William Ames (1576–1633) on justification by faith alone in Christ alone, in his Marrow of Theology, I.xxvii:

“Justification is the gracious judgment of God by which he absolves the believer from sin and death, and reckons him righteous and worthy of life for the sake of Christ apprehended in faith (Rom 3.22).”

“This justification comes about because of Christ, but not in the absolute sense of Christ’s being the cause of vocation [calling].  It happens because Christ is apprehended by faith, which follows calling as an effect.  Faith precedes justification as the instrumental cause, laying hold of the righteousness of Christ from which justification being apprehended follows; therefore, righteousness is said to be from faith (Rom. 9:30; 10.6).  And justification is said to be by faith (Rom. 3.28).”

“That faith is properly called justifying by which we rely upon Christ for the remission of sins and for salvation.  For Christ is a sufficient object for justifying faith.  Faith justifies only by apprehending the righteousness by which we are justified.  That righteousness does not lie in the truth of some proposition to which we give assent, but in Christ alone who has been made sin for us so that we might be righteousness in him (2 Cor. 5.21).”

“Besides the forgiveness of sins there is also required an imputation of righteousness (Rom 5.18, Rev 19.8, Rom 8.3).  This is necessary because there might be a total absences of sin in a case where that righteeousness does not exist which must be offered in place of justification.”

A sinner is not justified on the grounds of his faith, nor on the grounds of his deeds, nor on the grounds of a mixture of the two; neither is a sinner justified on the grounds of believing a doctrine (proposition).   A sinner is justified by beliving in the person and work of Christ alone.  Faith is the Spirit-wrought gift God gives a sinner, a gift which receives all the blessings Jesus has earned for his people.  God justifies the ungodly because of Christ’s work imputed to them and their sin imputed to Christ on the cross (2 Cor 5.21).  As the Belgic Confession says so well, we are justified by faith even before we do good works, because the works which justify us are Christ’s, not ours (see articles 23-24).

Definition of Theology: “Theologia est doctrina Deo vivendi per Christum” and its historical trajectories


By Jake Griesel

Jonathan Edwards (1703–1758), defining theology in a sermon on Hebrews 5:12 in Northampton, New England, 1739, stated: “Divinity is commonly defined, the doctrine of living to God; and by some who seem to be more accurate, the doctrine of living to God by Christ.”
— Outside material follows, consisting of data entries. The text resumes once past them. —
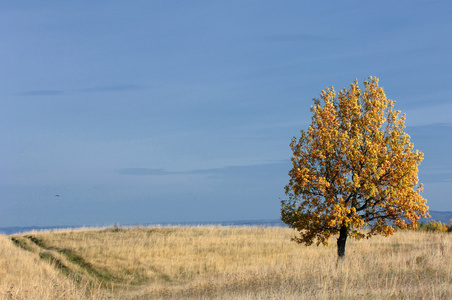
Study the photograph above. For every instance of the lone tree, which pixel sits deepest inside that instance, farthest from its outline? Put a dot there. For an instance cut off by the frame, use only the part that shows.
(354, 168)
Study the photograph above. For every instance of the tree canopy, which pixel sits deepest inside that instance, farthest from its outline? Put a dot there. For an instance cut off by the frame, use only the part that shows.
(355, 171)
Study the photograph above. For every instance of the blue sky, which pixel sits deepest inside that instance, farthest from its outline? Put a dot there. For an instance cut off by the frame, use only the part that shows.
(168, 111)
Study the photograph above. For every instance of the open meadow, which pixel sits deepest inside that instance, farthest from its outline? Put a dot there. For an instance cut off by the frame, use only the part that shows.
(211, 262)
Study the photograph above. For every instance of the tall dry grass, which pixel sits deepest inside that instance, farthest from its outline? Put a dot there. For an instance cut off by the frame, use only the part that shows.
(24, 275)
(236, 263)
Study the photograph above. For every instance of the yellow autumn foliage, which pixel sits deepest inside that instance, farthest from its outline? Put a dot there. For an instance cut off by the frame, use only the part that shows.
(353, 168)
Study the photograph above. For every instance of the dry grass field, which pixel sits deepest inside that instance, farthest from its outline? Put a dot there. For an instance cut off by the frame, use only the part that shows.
(220, 263)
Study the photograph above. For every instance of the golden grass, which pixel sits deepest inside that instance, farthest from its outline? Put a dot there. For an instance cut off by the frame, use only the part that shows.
(221, 263)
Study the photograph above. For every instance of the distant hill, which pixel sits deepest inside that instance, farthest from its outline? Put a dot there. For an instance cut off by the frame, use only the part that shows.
(442, 216)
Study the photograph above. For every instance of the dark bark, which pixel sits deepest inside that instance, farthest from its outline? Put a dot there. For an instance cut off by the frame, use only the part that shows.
(343, 233)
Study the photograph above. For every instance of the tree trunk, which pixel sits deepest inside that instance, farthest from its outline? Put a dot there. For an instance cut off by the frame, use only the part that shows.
(343, 233)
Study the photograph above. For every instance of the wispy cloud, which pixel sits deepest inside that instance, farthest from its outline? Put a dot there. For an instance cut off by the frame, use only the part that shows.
(113, 88)
(43, 93)
(143, 172)
(302, 37)
(260, 170)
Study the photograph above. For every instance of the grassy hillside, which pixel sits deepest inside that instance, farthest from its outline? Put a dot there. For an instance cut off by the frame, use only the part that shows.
(220, 263)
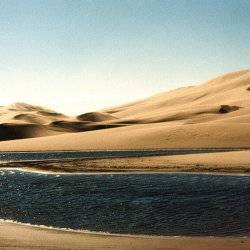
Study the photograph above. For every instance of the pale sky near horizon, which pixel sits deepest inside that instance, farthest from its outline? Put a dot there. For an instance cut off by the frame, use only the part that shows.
(80, 56)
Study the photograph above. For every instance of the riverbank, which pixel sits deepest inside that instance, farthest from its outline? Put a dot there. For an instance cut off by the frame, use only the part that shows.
(19, 236)
(228, 162)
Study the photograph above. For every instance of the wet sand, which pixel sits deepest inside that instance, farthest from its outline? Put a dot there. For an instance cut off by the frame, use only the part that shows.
(18, 236)
(228, 162)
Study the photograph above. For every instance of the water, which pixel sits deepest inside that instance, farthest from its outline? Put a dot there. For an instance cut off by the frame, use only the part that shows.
(55, 155)
(153, 204)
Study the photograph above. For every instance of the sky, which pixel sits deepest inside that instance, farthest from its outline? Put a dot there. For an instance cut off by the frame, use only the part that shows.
(81, 56)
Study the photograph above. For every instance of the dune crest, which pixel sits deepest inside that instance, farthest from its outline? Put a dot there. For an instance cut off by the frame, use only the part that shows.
(213, 114)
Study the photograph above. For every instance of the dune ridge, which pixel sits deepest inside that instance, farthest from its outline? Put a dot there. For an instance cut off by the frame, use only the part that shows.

By “some who seem to be more accurate”, Edwards was referring to Petrus van Mastricht (1630-1706). The title of this blog, Theologia est doctrina Deo vivendi per Christum (Theology is the doctrine of living unto God through Christ), was taken from Petrus van Mastricht’s Theoretico-practica theologia (1699), I.iii, and is his definition of theology. This definition, however, was not an invention of Mastricht, but had a theological and historical trajectory which goes back earlier in the Post-Reformation era.

Mastricht undoubtedly drew from William Ames (1575-1633), who in his Medulla S.S. Theologiae (The Marrow of Sacred Divinity – 1627), chapter 1, defined theology as “Theologia est doctrina Deo vivendi” (Theology is the doctrine of living unto God).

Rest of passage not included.